February 17, 2014
Yesterday we arrived Punta Arenas, the southernmost city in
Chile. Some will challenge Ushuaia’s
claim to be “end of the world” because it’s on an island while Punta Arenas is
on the mainland of South America. Either
way – we’re close to nowhere. Punta
Arenas was founded a little more than 150 years ago and was Chile’s first
permanent settlement of Patagonia. It’s
apparent the wind rules here – trees are only about 15ft high at most and every
tree and brush leans over 30degrees due to the winds.
We took the ship’s shuttle into town. Because it’s Sunday, almost everything is
closed. We visited the tourist office and
decided to take a cab to Nao Victoria Museum.
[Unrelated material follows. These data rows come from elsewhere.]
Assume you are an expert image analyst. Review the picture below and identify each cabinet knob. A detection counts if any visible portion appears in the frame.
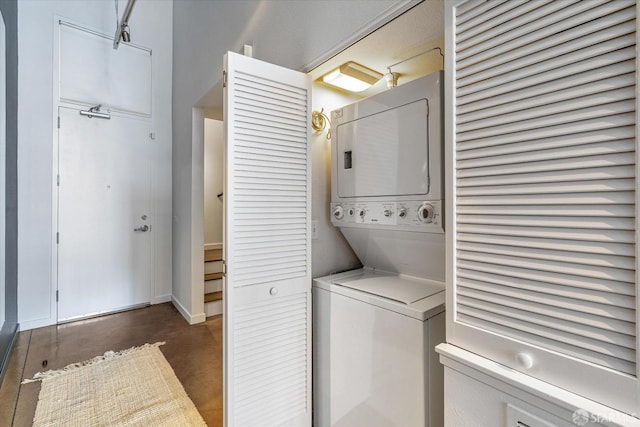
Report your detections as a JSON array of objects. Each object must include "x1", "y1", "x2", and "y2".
[{"x1": 516, "y1": 353, "x2": 533, "y2": 369}]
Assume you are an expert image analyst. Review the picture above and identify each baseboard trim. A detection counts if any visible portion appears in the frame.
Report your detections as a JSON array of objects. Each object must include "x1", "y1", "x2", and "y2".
[
  {"x1": 204, "y1": 300, "x2": 224, "y2": 317},
  {"x1": 151, "y1": 294, "x2": 171, "y2": 305},
  {"x1": 171, "y1": 296, "x2": 207, "y2": 325},
  {"x1": 0, "y1": 323, "x2": 20, "y2": 386}
]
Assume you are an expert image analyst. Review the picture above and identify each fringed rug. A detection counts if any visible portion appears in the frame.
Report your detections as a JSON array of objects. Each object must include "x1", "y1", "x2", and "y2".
[{"x1": 24, "y1": 343, "x2": 206, "y2": 427}]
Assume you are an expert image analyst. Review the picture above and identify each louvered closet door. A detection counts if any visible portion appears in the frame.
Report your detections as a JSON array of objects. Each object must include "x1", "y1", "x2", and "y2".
[
  {"x1": 224, "y1": 53, "x2": 311, "y2": 427},
  {"x1": 446, "y1": 0, "x2": 640, "y2": 413}
]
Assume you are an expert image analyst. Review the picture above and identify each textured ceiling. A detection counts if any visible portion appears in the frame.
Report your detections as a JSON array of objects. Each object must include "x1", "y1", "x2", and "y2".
[{"x1": 309, "y1": 0, "x2": 444, "y2": 97}]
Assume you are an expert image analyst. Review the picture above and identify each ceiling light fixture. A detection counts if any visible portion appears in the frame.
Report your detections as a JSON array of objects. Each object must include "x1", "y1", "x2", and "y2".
[{"x1": 322, "y1": 61, "x2": 382, "y2": 92}]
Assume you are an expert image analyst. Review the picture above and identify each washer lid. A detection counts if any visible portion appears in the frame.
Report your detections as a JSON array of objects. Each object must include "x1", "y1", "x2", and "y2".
[{"x1": 333, "y1": 276, "x2": 444, "y2": 304}]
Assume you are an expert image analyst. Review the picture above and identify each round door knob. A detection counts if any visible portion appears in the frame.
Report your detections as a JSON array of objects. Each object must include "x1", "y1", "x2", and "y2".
[{"x1": 333, "y1": 206, "x2": 344, "y2": 219}]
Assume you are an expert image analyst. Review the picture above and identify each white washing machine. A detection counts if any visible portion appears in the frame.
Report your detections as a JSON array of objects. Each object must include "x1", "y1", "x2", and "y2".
[
  {"x1": 313, "y1": 72, "x2": 445, "y2": 427},
  {"x1": 313, "y1": 269, "x2": 445, "y2": 427}
]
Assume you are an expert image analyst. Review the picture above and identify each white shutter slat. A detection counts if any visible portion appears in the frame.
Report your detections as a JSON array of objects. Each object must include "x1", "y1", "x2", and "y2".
[
  {"x1": 458, "y1": 204, "x2": 635, "y2": 220},
  {"x1": 458, "y1": 99, "x2": 635, "y2": 142},
  {"x1": 447, "y1": 0, "x2": 640, "y2": 413},
  {"x1": 456, "y1": 0, "x2": 507, "y2": 25},
  {"x1": 458, "y1": 76, "x2": 635, "y2": 125},
  {"x1": 458, "y1": 138, "x2": 635, "y2": 169},
  {"x1": 456, "y1": 0, "x2": 634, "y2": 67},
  {"x1": 223, "y1": 53, "x2": 311, "y2": 427},
  {"x1": 457, "y1": 112, "x2": 635, "y2": 151},
  {"x1": 456, "y1": 0, "x2": 556, "y2": 50},
  {"x1": 457, "y1": 37, "x2": 635, "y2": 98},
  {"x1": 459, "y1": 294, "x2": 635, "y2": 352},
  {"x1": 458, "y1": 60, "x2": 635, "y2": 116},
  {"x1": 459, "y1": 260, "x2": 635, "y2": 298},
  {"x1": 459, "y1": 269, "x2": 636, "y2": 310}
]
It’s suggested to look for cab #15 and as luck would have it, within
seconds we see #15 and on our way. Our
driver speaks excellent English and seems nice enough. However he had no idea where he’s going, and
has to turn around passing the road to the museum. Instead of going around the round-about, we
continue straight the wrong way! About ¼
mile later we finally got on the correct side of the road. A few miles later, the road to the museum is
on our left and our driver turns without signal and right in front of the
on-coming traffic. Screeching tires –
brakes locked – Jeff hollering look out look out. By the Grace of God, no one hit us. And what we noticed was not one person got
angry, used sign language, or hollered as they passed by. Instead everyone waved and asked if we were
OK. Our driver offered to wait for us
but we decided that was enough excitement with this driver. This private museum is worth visiting. Clearly a labor of love as the owner and crew
have built replicas of 3 ships (Magellen’s Victoria – Shackleton’s life boat
James Caird – and the first exploration boat sent by Chile, Ancud) with a 4th
(The Beagle) to be completed by summer 2015. You can climb into these boat and
learn how they lived – how they survived – and the historic importance of each.
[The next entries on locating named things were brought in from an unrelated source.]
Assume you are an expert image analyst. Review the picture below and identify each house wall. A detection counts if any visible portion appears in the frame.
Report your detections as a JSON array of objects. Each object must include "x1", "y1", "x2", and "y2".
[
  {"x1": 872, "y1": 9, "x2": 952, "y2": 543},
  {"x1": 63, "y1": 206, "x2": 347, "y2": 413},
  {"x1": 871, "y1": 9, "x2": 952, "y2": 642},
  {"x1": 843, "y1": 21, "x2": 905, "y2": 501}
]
While in town, we booked a 4PM tour to the Magellanic Penguin
colony at Seno Otway. This was much
later than any of the ship’s tours.
Locals know this is a better time to see more penguins with less
people. They were right!! We drive
through Patagonian landscape over an hour of bumpy, dirt and dusty roads. We continue walking almost a mile of paths,
partly gravel and partly boardwalk to the beach. Penguins – although curious – can be very
shy. A lean-to has been built where we stand to peak through and view them on
the beach. Eventually the penguins begin to waddle from
the beach along the path to their burrows.
Once off the beach, the only thing separating us and the penguins is a
guide-rope along the path we must stay on.
We can tell the young who are still fluffy with light grey color rather
than the bold black and white of the adults. An hour of oooo-ing and aaaa-ing, we’re back
in the van to return to the ship.
This morning our program states “at sea” – however we
continue sailing through the Straits of Magellen with mountains on both
sides. We watch sea lions follow our
ship for a few minutes. It’s so cloudy
and foggy, there are times land disappears entirely. Slowly pieces of the mountains come to view but
quickly retreat to the fog – a little hide and seek.